Pequim dá um soco de volta
Segunda também é o primeiro dia de negociação desde Pequim impôs uma tarifa de 34% Em todas as importações dos EUA, em retaliação aos impostos do “Dia da Libertação” de Trump. As medidas de retaliação da China entram em vigor em 10 de abril, no dia seguinte ao início das tarifas de Trump.
Pequim também deu um tapa em controles de exportação em uma variedade de minerais de terras raras, lançou novas sondas anti-monopólio nas indústrias dos EUA e também adicionou várias empresas a suas “entidades não confiáveis” na lista negra.
Tarifas íngremes dos EUA, bem como o fim do de minimis isençãoÉ provável que prejudique a economia da China, principalmente os setores que dependem do mercado de consumidores dos EUA. O HSBC estima que as tarifas dos EUA possam reduzir o crescimento do PIB da China em 1,5 pontos percentuais.
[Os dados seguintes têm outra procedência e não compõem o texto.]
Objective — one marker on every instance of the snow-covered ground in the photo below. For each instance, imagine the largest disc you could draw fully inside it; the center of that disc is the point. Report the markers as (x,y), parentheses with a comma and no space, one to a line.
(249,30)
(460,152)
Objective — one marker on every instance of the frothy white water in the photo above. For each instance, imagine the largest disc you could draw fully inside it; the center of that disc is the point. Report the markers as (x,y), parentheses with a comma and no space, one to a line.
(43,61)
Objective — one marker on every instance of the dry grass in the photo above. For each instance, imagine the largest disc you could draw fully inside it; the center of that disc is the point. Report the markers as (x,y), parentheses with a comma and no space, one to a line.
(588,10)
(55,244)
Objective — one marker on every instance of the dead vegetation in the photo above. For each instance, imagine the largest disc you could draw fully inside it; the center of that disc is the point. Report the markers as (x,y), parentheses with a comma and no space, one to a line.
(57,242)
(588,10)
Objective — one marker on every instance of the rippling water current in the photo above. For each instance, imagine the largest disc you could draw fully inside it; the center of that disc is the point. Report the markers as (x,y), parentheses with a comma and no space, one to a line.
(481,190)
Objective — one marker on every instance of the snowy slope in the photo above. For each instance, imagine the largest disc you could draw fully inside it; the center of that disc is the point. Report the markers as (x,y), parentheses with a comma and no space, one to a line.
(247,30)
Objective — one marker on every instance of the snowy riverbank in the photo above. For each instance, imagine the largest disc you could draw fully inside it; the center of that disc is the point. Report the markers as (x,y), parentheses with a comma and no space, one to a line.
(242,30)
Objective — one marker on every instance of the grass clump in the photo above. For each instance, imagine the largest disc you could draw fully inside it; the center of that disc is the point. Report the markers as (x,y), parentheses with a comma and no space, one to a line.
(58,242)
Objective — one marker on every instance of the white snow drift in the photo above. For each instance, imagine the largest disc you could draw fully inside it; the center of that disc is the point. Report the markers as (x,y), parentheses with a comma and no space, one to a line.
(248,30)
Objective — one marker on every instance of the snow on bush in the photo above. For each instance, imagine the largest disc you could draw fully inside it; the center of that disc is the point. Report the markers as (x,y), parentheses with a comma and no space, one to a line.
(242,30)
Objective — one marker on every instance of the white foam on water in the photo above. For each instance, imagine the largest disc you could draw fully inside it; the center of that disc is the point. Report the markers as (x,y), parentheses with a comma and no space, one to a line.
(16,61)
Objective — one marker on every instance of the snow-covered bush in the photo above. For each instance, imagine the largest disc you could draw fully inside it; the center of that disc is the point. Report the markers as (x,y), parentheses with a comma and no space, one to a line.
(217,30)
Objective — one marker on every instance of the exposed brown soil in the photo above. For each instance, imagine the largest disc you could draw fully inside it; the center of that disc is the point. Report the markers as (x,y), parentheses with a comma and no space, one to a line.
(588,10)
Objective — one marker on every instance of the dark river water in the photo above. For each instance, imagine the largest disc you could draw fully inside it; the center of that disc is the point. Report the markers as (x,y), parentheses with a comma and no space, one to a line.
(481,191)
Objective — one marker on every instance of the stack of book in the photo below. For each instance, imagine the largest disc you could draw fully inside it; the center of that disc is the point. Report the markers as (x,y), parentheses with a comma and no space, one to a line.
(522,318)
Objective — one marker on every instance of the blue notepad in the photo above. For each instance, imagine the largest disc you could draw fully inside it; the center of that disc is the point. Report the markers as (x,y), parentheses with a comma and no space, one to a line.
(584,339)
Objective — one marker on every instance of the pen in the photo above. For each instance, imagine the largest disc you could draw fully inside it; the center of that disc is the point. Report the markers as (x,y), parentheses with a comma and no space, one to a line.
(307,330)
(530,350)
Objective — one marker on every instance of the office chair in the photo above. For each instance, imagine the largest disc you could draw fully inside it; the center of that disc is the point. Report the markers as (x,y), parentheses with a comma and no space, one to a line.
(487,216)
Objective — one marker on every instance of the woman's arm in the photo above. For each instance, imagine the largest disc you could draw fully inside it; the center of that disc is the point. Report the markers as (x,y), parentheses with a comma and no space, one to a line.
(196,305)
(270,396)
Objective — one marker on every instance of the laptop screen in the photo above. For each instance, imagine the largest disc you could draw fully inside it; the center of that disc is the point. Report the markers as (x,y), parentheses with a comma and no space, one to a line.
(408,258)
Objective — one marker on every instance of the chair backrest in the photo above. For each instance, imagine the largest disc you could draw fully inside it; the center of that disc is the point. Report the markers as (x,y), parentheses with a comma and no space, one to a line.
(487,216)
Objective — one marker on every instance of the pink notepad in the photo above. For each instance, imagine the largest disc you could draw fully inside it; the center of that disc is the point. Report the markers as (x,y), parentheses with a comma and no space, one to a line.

Ainda assim, os economistas sugerem que a China está bem preparada para sua segunda disputa comercial com Trump. “A China passou anos se preparando para um potencial cenário de guerra comercial escalatória”, disse Zoe Zongyuan Liu, bolsista sênior de estudos da China no Conselho de Relações Exteriores, em Bloomberg na segunda -feira.
É provável que Pequim estimule o consumo doméstico e se expanda para novos mercados além da China dos EUA planeja tornar o consumo um “principal motorista e reator” para o crescimento econômico, o Estado de propriedade Pessoas diariamente escreveu em um editorial da primeira página na segunda -feira.
Outros países, como Austrália e Cingapuraestão decepcionados publicamente, mas adiando medidas de retaliação por enquanto. E alguns, Como as Filipinasconsulte as tarifas relativamente mais baixas dos EUA como uma oportunidade de aproveitar a participação de mercado dos concorrentes.
O Japão e a Coréia do Sul também estão planejando entrar em contato nos EUA para solicitar uma redução na taxa de tarifas. “Devemos deixar claro que nosso país não está fazendo nada injusto”, disse o primeiro -ministro do Japão Shigeru Ishiba o parlamento do país na segunda -feira.